La storia di Davide Bifolco, una storia interrotta a meno di diciassette anni da una pallottola partita accidentalmente, secondo le dichiarazioni, dall’arma un carabiniere fa discutere e spacca l’opinione pubblica.
Rompe per qualche giorno il muro dell’indifferenza e nell’era del libero commento mediante social, oltre ai vari quotidiani anche i cittadini comuni sentono la necessità di dire la loro opinione.
Davide era incensurato, e viveva in una zona periferica di Napoli, una zona di degrado che versa in un grave stato di abbandono, una periferia insomma non molto diversa da altre periferie del mondo.
Davide per alcuni sarebbe “reo” di avere amicizie discutibili, di andarsene alle due di notte in giro con due amici con qualche precedente penale su un motorino senza assicurazione.
I ragazzi non si sono fermati all’Alt dei carabinieri ma una morte così non può essere giustificata dal comportamento senza dubbio sbagliato dei tre ragazzi.
Non può neanche essere una giustificazione per andarsene in giro senza assicurazione il fatto che a Napoli il costo di una polizza RCA ha dei prezzi proibitivi, motivazione addotta da qualcuno sui social.
All’illegalità imperante nelle periferie e alla cultura della violenza, le istituzioni non possono rispondere con altrettanta arroganza, non si può rispondere con un colpo di pistola, neanche partito per sbaglio. Non siamo nel far west, ma nel paese di Cesare Beccaria, e non dovrebbe dimenticarlo nessuno, compreso il ragazzo di 22 anni che ha sparato legittimato a portare l’arma dal proprio mestiere e dalla propria divisa. Il carabiniere è attualmente indagato per omicidio colposo, e solo le indagini riusciranno a stabilire le eventuali responsabilità.
Nel frattempo è partita la solita opera di sciacallaggio mediatico nei confronti della città di Napoli. Leggiamo, a firma di Pietro Senaldi su Libero Quotidiano :
«Prima che del carabiniere di pochi anni più vecchio che ha sparato uccidendolo, Davide Bifolco, il 17enne ammazzato a Napoli mentre fuggiva dalle forze dell’ordine, è vittima della sua città. Dove è normale andare in tre in motorino, come andava Davide alle 2.30 del mattino, è nelle cose girare senza casco e viaggiare sulla sella di un latitante e a fianco di un pregiudicato. Dove forzare un posto di blocco viene ritenuto prassi se non una prova di coraggio e virilità. Napoli è una città che vive al di fuori della legge, i cui abitanti, anche quelli che non sono criminali, tengono abitualmente comportamenti che in altre parti d’Italia non sono tollerati. Peggio, spesso non sono subiti con fastidio ma accettati con compiacenza come un tratto caratteristico della città, un qualcosa di pittoresco da fare con orgoglio. L’indagine chiarirà se il carabiniere è un assassino, di certo Davide è vittima anche della Napoli che lo piange e lo descrive come il bravo ragazzo che, probabilmente, non era.»

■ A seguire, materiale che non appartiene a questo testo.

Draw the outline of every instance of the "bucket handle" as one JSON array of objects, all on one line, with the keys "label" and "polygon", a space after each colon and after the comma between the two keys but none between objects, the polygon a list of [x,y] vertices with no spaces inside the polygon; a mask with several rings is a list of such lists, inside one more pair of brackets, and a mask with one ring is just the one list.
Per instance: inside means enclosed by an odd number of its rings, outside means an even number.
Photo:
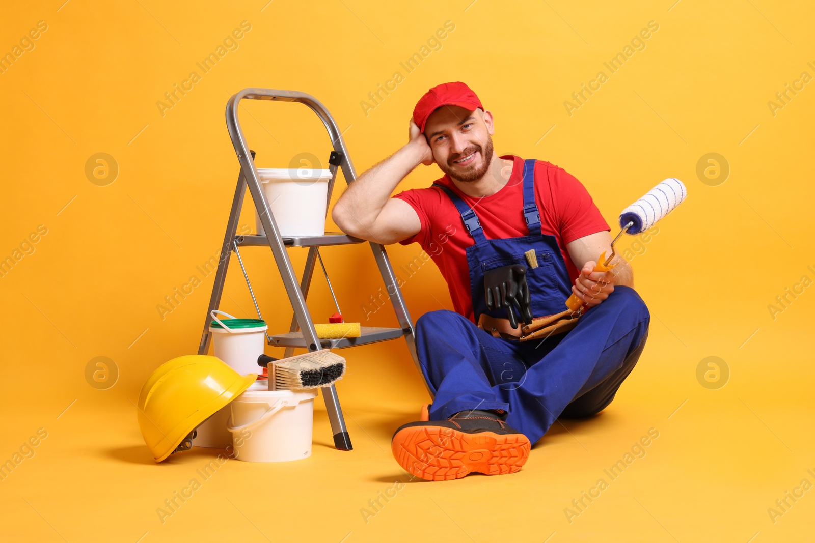
[{"label": "bucket handle", "polygon": [[218,322],[218,324],[220,324],[220,325],[221,325],[222,326],[223,326],[223,329],[224,329],[224,330],[226,330],[226,331],[227,331],[227,332],[231,332],[231,332],[233,331],[232,331],[232,329],[231,329],[231,328],[230,328],[229,326],[227,326],[227,325],[225,325],[225,324],[224,324],[224,323],[223,323],[223,322],[222,322],[221,321],[221,319],[219,319],[219,318],[218,318],[218,317],[215,317],[215,313],[217,313],[218,314],[219,314],[219,315],[223,315],[224,317],[228,317],[229,318],[236,318],[236,317],[232,317],[232,316],[231,316],[231,315],[230,315],[230,314],[229,314],[228,313],[224,313],[223,311],[218,311],[218,309],[213,309],[213,310],[212,310],[212,311],[210,312],[210,314],[212,315],[212,317],[213,317],[214,319],[215,319],[215,322]]},{"label": "bucket handle", "polygon": [[229,420],[227,421],[227,430],[229,431],[235,432],[235,431],[240,431],[242,430],[249,430],[251,428],[253,428],[288,405],[289,405],[289,400],[286,400],[285,398],[281,398],[280,400],[275,401],[272,405],[270,405],[267,412],[260,416],[260,418],[255,421],[252,421],[251,423],[247,423],[246,424],[244,424],[242,426],[232,426],[232,415],[231,414],[230,414]]}]

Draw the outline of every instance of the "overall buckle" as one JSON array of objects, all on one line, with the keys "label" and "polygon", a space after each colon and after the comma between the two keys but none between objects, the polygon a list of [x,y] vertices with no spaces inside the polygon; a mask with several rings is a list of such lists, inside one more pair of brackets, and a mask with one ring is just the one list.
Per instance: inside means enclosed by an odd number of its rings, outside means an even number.
[{"label": "overall buckle", "polygon": [[472,209],[462,213],[461,218],[464,220],[464,226],[467,227],[467,230],[470,234],[472,234],[474,230],[477,230],[481,228],[481,223],[478,221],[478,217]]},{"label": "overall buckle", "polygon": [[523,208],[523,218],[526,221],[526,225],[537,224],[540,222],[540,213],[535,206],[530,206]]}]

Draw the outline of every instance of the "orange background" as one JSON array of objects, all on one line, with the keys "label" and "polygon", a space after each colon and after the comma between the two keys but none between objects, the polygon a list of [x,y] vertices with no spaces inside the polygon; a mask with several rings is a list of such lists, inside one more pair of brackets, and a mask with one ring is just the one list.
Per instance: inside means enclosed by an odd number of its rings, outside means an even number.
[{"label": "orange background", "polygon": [[[11,4],[0,20],[2,54],[13,53],[38,21],[47,25],[0,73],[0,257],[21,243],[33,248],[0,278],[0,461],[38,428],[48,432],[36,455],[0,482],[3,539],[415,541],[410,528],[424,519],[438,537],[480,541],[504,536],[498,524],[505,528],[507,517],[513,531],[536,541],[556,532],[552,541],[747,541],[756,532],[756,541],[788,541],[811,532],[812,493],[775,523],[767,512],[803,478],[815,483],[806,471],[815,471],[815,294],[798,287],[803,293],[774,317],[768,307],[803,276],[815,280],[813,83],[787,94],[781,109],[768,104],[803,72],[815,76],[808,63],[815,64],[811,6],[62,2]],[[156,102],[242,21],[251,29],[236,49],[199,72],[162,115]],[[400,63],[446,21],[455,29],[408,73]],[[650,21],[659,30],[610,73],[603,63]],[[570,115],[564,102],[599,71],[608,80]],[[366,112],[360,103],[394,72],[403,81]],[[362,173],[406,142],[416,101],[449,81],[467,82],[493,112],[499,154],[564,168],[610,224],[662,179],[686,184],[687,201],[634,247],[637,289],[653,317],[637,370],[600,417],[553,427],[520,474],[407,484],[398,494],[406,497],[365,523],[359,510],[368,500],[407,480],[390,457],[393,430],[429,400],[403,343],[343,351],[349,371],[337,390],[354,452],[330,446],[318,399],[311,458],[231,462],[229,475],[161,523],[155,509],[214,453],[154,466],[133,403],[155,368],[197,348],[212,276],[200,277],[202,284],[164,318],[156,306],[219,249],[239,169],[224,122],[229,96],[245,87],[312,94],[336,119]],[[241,122],[258,167],[287,168],[300,153],[327,166],[328,138],[306,107],[245,101]],[[119,169],[104,186],[86,175],[99,152]],[[729,164],[723,182],[706,184],[697,174],[711,152]],[[420,166],[399,190],[440,175]],[[343,185],[340,178],[334,200]],[[253,229],[251,204],[248,198],[240,224]],[[40,225],[47,233],[24,245]],[[330,219],[327,227],[336,230]],[[633,243],[625,238],[620,247]],[[420,252],[415,244],[388,247],[397,271]],[[306,251],[289,254],[299,273]],[[288,330],[291,309],[271,252],[247,247],[242,255],[270,330]],[[396,325],[388,307],[365,321],[363,304],[382,287],[367,244],[323,255],[347,321]],[[221,309],[253,317],[233,265]],[[414,320],[452,307],[433,265],[403,291]],[[319,269],[309,307],[318,322],[334,311]],[[86,365],[99,356],[120,373],[104,391],[86,381]],[[730,373],[716,390],[696,377],[710,356]],[[660,437],[631,475],[569,523],[563,510],[570,500],[650,427]],[[509,508],[507,516],[498,508]],[[306,522],[308,534],[295,519]]]}]

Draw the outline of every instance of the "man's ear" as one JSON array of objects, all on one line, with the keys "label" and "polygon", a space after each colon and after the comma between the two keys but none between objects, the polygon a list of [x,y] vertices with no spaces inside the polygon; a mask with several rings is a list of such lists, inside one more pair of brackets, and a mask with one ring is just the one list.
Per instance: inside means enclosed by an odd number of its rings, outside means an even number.
[{"label": "man's ear", "polygon": [[484,110],[481,113],[481,118],[484,120],[484,125],[487,126],[487,133],[491,136],[496,134],[496,127],[492,124],[492,112],[489,110]]}]

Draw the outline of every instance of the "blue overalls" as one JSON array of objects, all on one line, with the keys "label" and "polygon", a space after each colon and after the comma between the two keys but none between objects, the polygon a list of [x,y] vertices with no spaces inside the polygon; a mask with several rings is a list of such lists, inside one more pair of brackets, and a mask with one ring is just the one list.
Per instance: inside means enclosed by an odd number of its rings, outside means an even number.
[{"label": "blue overalls", "polygon": [[[475,212],[449,188],[436,185],[452,199],[475,240],[466,256],[476,322],[483,313],[506,317],[506,309],[487,309],[484,273],[526,265],[524,252],[532,248],[539,265],[526,273],[533,316],[563,311],[571,294],[557,239],[540,231],[535,162],[524,161],[529,234],[520,238],[487,239]],[[504,409],[506,423],[534,444],[558,416],[588,416],[610,403],[645,346],[650,319],[639,295],[622,286],[580,317],[570,332],[543,340],[496,338],[457,313],[426,313],[416,321],[416,340],[422,373],[434,395],[430,418],[444,420],[465,409]]]}]

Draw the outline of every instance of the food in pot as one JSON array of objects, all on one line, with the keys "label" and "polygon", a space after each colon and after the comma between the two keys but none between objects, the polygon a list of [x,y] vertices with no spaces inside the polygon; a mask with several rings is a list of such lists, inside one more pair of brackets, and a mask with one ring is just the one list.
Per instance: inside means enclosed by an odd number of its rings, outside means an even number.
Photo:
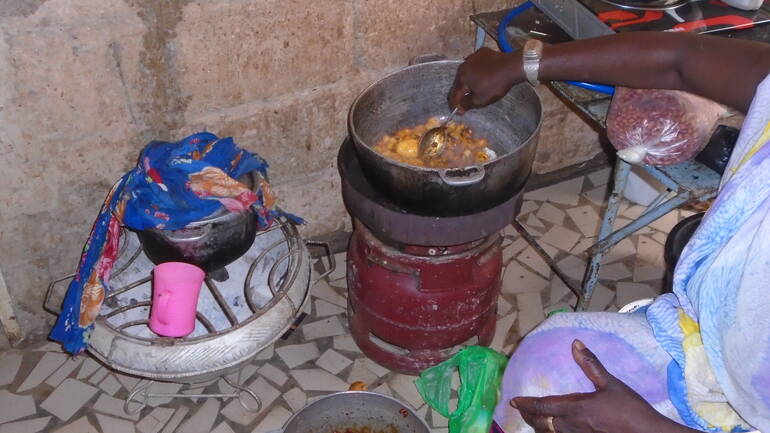
[{"label": "food in pot", "polygon": [[456,122],[447,125],[447,143],[440,155],[433,158],[420,157],[420,138],[440,124],[437,117],[431,117],[422,125],[385,135],[373,149],[398,162],[429,168],[467,167],[483,164],[495,157],[485,138],[474,137],[469,127]]}]

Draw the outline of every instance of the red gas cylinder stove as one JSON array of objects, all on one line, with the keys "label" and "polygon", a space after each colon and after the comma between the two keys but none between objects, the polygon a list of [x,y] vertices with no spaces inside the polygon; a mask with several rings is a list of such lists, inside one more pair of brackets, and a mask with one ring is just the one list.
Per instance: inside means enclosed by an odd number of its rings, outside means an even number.
[{"label": "red gas cylinder stove", "polygon": [[473,215],[414,215],[377,193],[350,143],[338,162],[354,221],[348,320],[364,354],[419,374],[459,345],[490,344],[502,275],[500,231],[519,212],[521,194]]}]

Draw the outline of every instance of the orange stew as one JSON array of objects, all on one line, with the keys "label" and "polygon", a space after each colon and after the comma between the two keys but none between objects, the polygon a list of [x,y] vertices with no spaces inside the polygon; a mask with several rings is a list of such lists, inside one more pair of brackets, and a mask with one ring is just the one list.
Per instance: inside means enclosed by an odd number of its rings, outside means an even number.
[{"label": "orange stew", "polygon": [[447,144],[442,153],[434,158],[421,158],[418,155],[420,138],[439,125],[439,119],[431,117],[422,125],[382,137],[373,149],[398,162],[430,168],[467,167],[485,163],[494,157],[486,139],[474,137],[473,131],[461,123],[450,122],[447,125]]}]

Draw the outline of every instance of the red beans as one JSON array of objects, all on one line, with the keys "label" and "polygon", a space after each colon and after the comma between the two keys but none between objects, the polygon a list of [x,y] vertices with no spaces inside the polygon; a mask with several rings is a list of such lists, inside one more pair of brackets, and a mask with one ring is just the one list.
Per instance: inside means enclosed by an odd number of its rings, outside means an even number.
[{"label": "red beans", "polygon": [[706,146],[725,111],[686,92],[618,87],[607,113],[607,136],[628,162],[679,164]]}]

Insomma non si tratterebbe di un caso di abuso di potere da parte delle forze dell’ordine, ma di un episodio quasi inevitabile in una città dove ad essere normale è soprattutto l’illegalità.
Non importa se episodi simili sono accaduti anche in altre citta`, anche in altre nazioni. No, il problema non
è la discussa preparazione degli agenti che svolgono il loro prezioso servizio al servizio della comunità, il problema è Napoli, sono i napoletani, il problema siamo noi, orgogliosi di infrangere la legge!
La fiera del pregiudizio e del luogo comune è aperta, e al razzismo territoriale di alcuni si affianca il professionismo anti-camorra di altri (quando si parla di Napoli la camorra c’entra anche quando non c’entra), e tutto questo dibattere alza una polvere che acceca e rende più invisibili i problemi di un sud già martoriato di suo, che proprio non avrebbe bisogno di altro dolore.
Così si perde di vista il vero problema, perché su episodi come questo andrebbe fatta una chiarezza che non lasci spazio alle ombre, andrebbe allontanata la possibilità che i cittadini possano vedersi vittime dello Stato. Al fianco di chi mette in dubbio che Davide fosse “un bravo ragazzo” c’è infatti anche chi commenta che “chi dovrebbe difenderci ci uccide”, e alcuni hanno anche parlato di rivolta del quartiere.
Il filo che unisce le istituzioni alla gente comune è dunque più che mai debole e sottile, e non è un problema di Napoli, dell’Italia o di Ferguson, Missouri. Il problema della sicurezza sulle strade, e di fin dove si possa spingere un agente di pubblica sicurezza per difenderla, è un problema di tutte le metropoli, di tutte le zone di degrado, di tutti i posti dove i ragazzi come Davide, se sopravvivono, avranno comunque un futuro incerto.